The US Secretary Treasury expressed her assumptions about the growth of inflationary pressures, convincing that it will be temporary. She added that Biden's new spending proposals will not affect inflationary pressures because they will be spread over the next ten years.
However, not everyone agrees with this version that inflation will be volatile. So while Yellen minimizes the inflation threat, one of the world's most famous investors is worsening the situation.
At Berkshire Hathaway's AGM, CEO Warren Buffett said his company is facing increasing price pressures from various businesses and investments.
"We are seeing very significant inflation. It is very interesting. We are raising prices. People raise our prices, and this is accepted." – Buffett said.
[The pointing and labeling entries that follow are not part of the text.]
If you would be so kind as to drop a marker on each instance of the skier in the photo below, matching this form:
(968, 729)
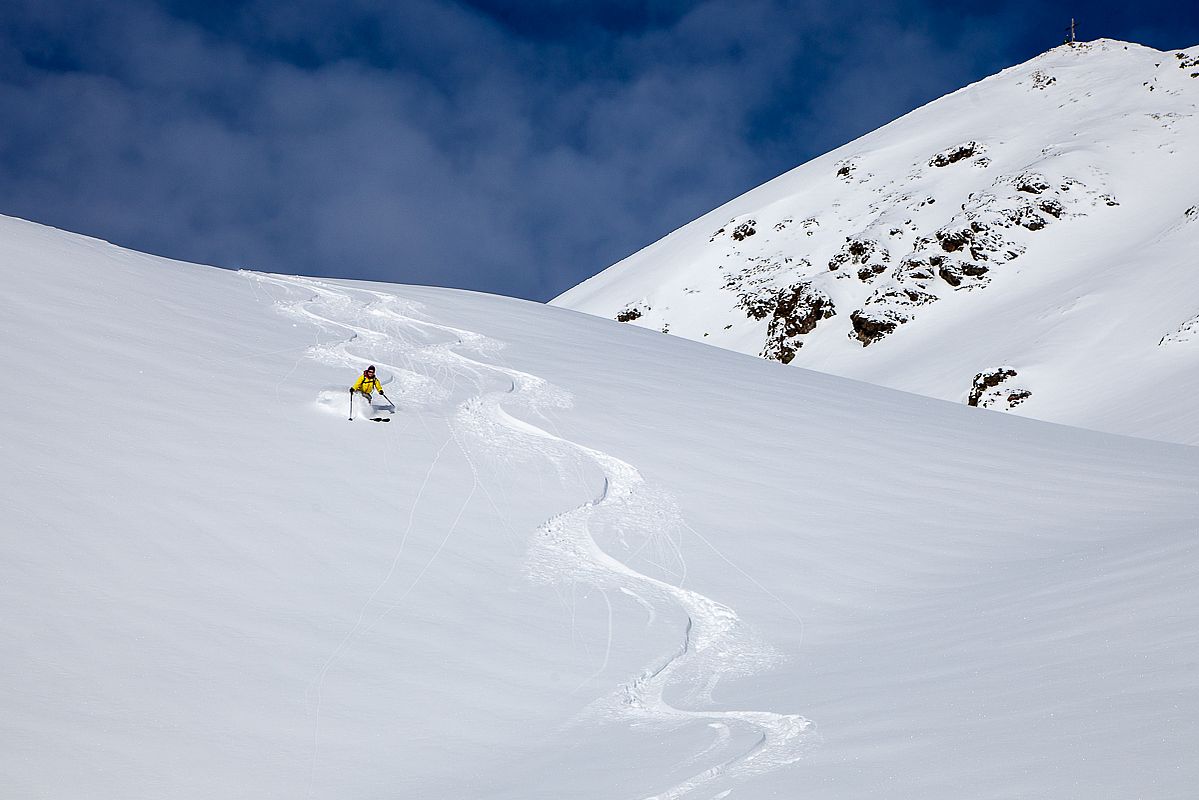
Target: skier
(366, 383)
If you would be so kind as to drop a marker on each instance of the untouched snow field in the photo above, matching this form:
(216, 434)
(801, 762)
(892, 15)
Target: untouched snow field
(584, 560)
(1043, 222)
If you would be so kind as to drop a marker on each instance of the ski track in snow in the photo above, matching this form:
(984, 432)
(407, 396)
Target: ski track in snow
(712, 644)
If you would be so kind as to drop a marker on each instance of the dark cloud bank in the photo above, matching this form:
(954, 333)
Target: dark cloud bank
(492, 145)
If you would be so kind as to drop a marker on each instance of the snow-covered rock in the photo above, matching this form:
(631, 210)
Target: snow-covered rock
(583, 560)
(1032, 220)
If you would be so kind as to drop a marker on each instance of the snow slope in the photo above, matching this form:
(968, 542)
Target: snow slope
(584, 560)
(1042, 222)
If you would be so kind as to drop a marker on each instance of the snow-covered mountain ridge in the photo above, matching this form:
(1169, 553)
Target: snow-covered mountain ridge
(584, 560)
(1026, 242)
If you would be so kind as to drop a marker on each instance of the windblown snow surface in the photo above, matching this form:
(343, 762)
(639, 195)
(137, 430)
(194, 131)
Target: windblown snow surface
(584, 560)
(1028, 242)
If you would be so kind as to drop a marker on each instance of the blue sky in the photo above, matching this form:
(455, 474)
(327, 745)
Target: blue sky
(492, 145)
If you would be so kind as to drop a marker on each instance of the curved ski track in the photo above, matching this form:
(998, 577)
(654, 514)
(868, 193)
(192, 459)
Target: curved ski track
(714, 642)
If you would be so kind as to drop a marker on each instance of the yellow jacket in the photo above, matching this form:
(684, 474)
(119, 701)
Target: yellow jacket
(367, 385)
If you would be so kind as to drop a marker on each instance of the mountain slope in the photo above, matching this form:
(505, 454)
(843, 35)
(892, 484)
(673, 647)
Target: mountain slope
(1026, 242)
(584, 560)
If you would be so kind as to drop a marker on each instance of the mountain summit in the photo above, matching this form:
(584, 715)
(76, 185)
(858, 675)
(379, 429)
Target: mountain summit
(1025, 242)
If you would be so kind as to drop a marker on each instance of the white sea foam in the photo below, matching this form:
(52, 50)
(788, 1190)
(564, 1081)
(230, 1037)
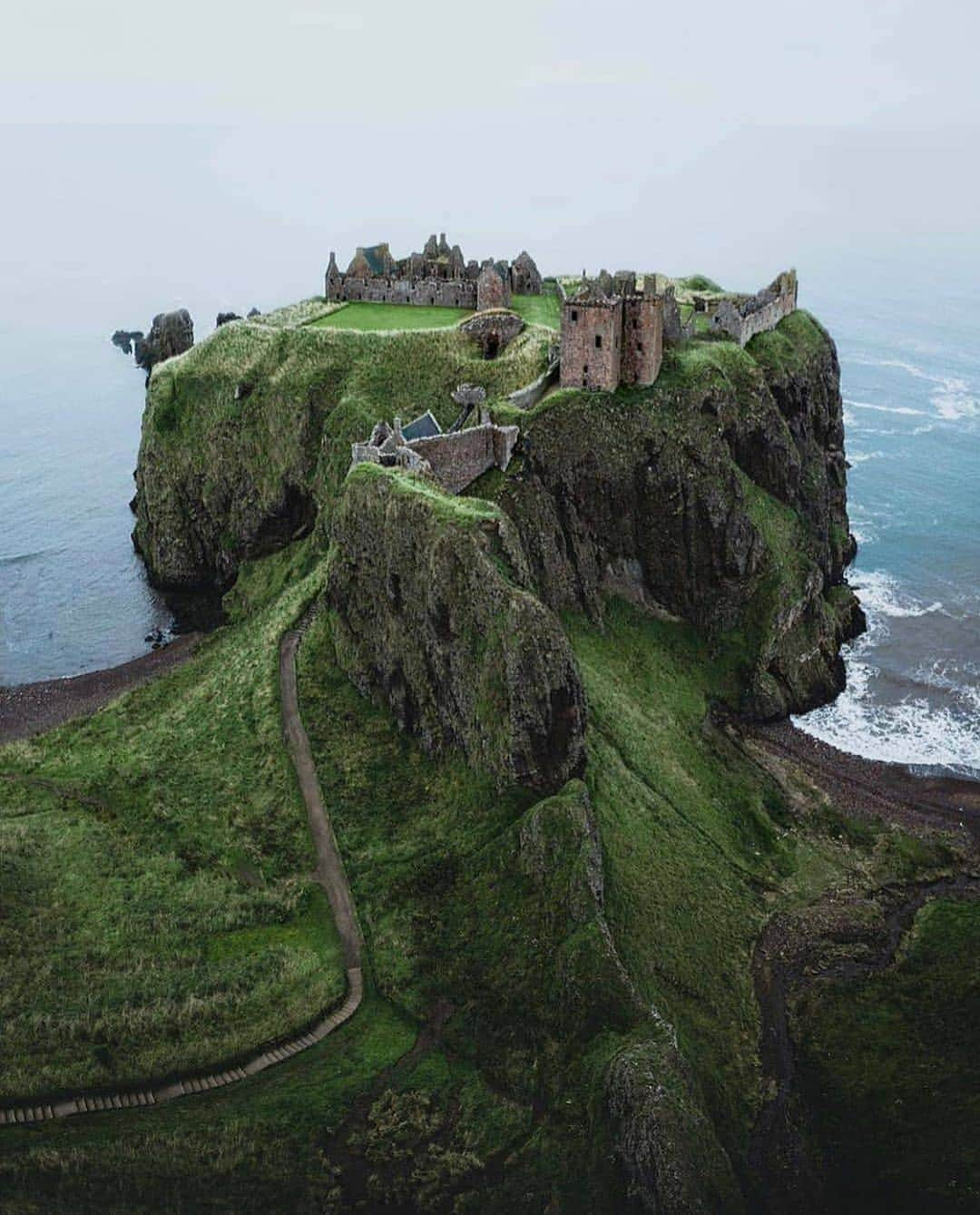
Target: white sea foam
(952, 397)
(886, 408)
(882, 594)
(914, 730)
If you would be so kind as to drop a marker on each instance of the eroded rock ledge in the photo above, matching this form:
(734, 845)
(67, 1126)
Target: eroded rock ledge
(436, 616)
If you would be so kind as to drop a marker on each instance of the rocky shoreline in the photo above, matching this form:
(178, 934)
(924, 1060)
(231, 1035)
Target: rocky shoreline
(33, 709)
(873, 788)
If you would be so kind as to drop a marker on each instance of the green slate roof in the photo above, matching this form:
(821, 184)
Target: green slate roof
(422, 427)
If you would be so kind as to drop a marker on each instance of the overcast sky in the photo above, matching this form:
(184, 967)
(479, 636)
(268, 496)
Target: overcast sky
(241, 141)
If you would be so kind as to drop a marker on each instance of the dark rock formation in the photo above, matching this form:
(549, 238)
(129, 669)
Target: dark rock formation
(435, 615)
(125, 339)
(660, 499)
(494, 330)
(171, 334)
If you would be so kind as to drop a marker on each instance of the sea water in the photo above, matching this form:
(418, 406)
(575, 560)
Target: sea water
(910, 358)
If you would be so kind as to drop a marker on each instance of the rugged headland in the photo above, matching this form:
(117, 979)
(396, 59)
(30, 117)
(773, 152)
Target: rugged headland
(623, 949)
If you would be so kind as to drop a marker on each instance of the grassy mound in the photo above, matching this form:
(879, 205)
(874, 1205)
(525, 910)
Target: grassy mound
(254, 426)
(155, 911)
(368, 318)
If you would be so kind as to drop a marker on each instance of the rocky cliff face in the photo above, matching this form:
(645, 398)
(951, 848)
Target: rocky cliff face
(435, 613)
(719, 495)
(248, 437)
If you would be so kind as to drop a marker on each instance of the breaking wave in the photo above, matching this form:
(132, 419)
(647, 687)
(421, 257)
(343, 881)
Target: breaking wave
(915, 730)
(951, 397)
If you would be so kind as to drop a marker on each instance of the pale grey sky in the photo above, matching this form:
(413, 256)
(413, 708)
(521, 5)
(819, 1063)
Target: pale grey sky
(241, 141)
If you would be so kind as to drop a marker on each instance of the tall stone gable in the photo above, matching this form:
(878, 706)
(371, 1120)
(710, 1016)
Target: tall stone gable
(491, 289)
(592, 343)
(642, 339)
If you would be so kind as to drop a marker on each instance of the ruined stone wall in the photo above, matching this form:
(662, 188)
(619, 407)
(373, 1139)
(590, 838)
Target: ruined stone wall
(765, 318)
(642, 339)
(456, 459)
(743, 318)
(591, 344)
(441, 292)
(491, 289)
(495, 330)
Buffet emphasized the increase in prices in the housing sector.
This year, raw material prices have risen. Lumber and copper attracted significant investor attention as prices experienced unprecedented gains to record highs.
A lot of analysts noted that rising commodity prices could lead to more sustained inflation than expected.
While hedge funds are unhappy with gold prices, they are increasing their bullish silver rates.
The disaggregated report shows that speculative long positions with money management on silver futures rose by 2,790 contracts, that is, to 64,769 contracts on Comex. At the same time, short positions increased by only 221 contracts, namely to 28,213 contracts.
Silver's net length is currently 36,556 contracts, which is up by 7.5% from the previous week. It is at its highest level right now since the end of February.
The prices of silver, in turn, rise as improved global economic conditions continue to support industrial demand for precious metals.